On March 20th, when visiting the Boone Road and Nanking Road markets in Shanghai, we had our first surprise regarding the extent to which vegetables enter into the daily diet of the Chinese. We had observed long processions of wheelbarrow men moving from the canals through the streets carrying large loads of the green tips of rape in bundles a foot long and five inches in diameter. These had come from the country on boats each carrying tons of the succulent leaves and stems. We had counted as many as fifty wheelbarrow men passing a given point on the street in quick succession, each carrying 300 to 500 pounds of the green rape and moving so rapidly that it was not easy to keep pace with them, as we learned in following one of the trains during twenty minutes to its destination. During this time not a man in the train halted or slackened his pace.

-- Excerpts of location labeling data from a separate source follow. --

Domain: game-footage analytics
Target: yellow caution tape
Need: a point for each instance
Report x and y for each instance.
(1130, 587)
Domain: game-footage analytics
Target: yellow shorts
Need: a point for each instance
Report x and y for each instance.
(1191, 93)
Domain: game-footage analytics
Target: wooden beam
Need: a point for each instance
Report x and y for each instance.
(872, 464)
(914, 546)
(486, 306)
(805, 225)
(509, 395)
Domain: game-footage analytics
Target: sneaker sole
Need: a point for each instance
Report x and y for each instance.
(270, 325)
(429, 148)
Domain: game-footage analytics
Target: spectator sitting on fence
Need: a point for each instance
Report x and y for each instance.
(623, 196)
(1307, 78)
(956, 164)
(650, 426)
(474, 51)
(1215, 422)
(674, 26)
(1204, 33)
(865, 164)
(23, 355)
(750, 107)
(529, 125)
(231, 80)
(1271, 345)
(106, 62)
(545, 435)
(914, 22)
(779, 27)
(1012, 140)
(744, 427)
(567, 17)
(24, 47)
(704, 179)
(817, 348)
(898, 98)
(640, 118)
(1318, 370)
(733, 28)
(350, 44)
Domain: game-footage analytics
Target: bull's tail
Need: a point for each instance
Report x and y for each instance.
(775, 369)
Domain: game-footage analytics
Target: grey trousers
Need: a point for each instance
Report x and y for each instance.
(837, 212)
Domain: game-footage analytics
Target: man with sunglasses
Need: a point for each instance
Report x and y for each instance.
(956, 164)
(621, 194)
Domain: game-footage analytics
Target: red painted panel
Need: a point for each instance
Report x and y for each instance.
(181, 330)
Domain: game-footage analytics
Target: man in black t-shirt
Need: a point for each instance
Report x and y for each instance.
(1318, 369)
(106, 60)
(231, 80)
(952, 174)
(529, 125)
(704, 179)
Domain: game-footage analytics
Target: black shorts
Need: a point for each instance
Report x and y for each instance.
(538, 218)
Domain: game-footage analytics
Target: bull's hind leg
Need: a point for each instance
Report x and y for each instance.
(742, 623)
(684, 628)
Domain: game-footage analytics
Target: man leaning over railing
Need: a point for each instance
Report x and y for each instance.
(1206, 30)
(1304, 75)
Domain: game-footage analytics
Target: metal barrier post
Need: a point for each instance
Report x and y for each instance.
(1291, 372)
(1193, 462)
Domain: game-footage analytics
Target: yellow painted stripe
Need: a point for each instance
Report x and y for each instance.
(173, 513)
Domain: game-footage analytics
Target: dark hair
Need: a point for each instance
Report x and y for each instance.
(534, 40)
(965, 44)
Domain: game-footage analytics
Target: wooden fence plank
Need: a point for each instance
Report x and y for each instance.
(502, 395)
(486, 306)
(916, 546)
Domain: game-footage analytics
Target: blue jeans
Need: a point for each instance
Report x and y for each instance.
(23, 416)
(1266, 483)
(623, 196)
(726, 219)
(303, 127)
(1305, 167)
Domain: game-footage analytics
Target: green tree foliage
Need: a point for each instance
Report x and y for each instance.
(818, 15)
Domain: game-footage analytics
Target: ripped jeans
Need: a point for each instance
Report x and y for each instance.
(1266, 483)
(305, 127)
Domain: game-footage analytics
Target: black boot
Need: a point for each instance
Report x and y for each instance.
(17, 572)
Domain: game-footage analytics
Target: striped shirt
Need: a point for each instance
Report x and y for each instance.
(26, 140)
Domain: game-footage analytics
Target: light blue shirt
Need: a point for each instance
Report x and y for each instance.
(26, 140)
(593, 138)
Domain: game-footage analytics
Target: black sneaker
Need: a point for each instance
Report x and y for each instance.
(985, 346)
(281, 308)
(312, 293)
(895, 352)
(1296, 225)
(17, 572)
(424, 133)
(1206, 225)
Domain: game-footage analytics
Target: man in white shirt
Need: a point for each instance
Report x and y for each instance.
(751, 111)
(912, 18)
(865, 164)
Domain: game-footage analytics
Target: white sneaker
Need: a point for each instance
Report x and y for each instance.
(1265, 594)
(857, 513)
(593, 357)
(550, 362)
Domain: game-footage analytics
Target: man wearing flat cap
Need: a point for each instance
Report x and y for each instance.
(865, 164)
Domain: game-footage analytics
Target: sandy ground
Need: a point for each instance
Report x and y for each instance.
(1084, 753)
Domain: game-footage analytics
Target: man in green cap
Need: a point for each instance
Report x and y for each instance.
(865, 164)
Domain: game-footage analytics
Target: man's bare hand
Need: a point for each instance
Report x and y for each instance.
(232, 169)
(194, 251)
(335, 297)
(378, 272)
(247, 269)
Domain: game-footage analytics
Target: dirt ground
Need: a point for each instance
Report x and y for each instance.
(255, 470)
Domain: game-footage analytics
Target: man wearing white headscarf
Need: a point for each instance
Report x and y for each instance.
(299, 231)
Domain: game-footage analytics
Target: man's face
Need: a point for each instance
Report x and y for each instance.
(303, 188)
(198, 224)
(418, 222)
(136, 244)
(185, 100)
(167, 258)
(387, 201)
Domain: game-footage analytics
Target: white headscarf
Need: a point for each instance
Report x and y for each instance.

This rape is very extensively grown in the fields, the tips of the stems cut when tender and eaten, after being boiled or steamed, after the manner of cabbage. Very large quantities are also packed with salt in the proportion of about twenty pounds of salt to one hundred pounds of the rape. This, Fig. 68, and many other vegetables are sold thus pickled and used as relishes with rice, which invariably is cooked and served without salt or other seasoning.
Another field crop very extensively grown for human food, and partly as a source of soil nitrogen, is closely allied to our alfalfa. This is the Medicago astragalus, two beds of which are seen in Fig. 69. Tender tips of the stems are gathered before the stage of blossoming is reached and served as food after boiling or steaming. It is known among the foreigners as Chinese "clover." The stems are also cooked and then dried for use when the crop is out of season. When picked very young, wealthy Chinese families pay an extra high price for the tender shoots, sometimes as much as 20 to 28 cents, our currency, per pound.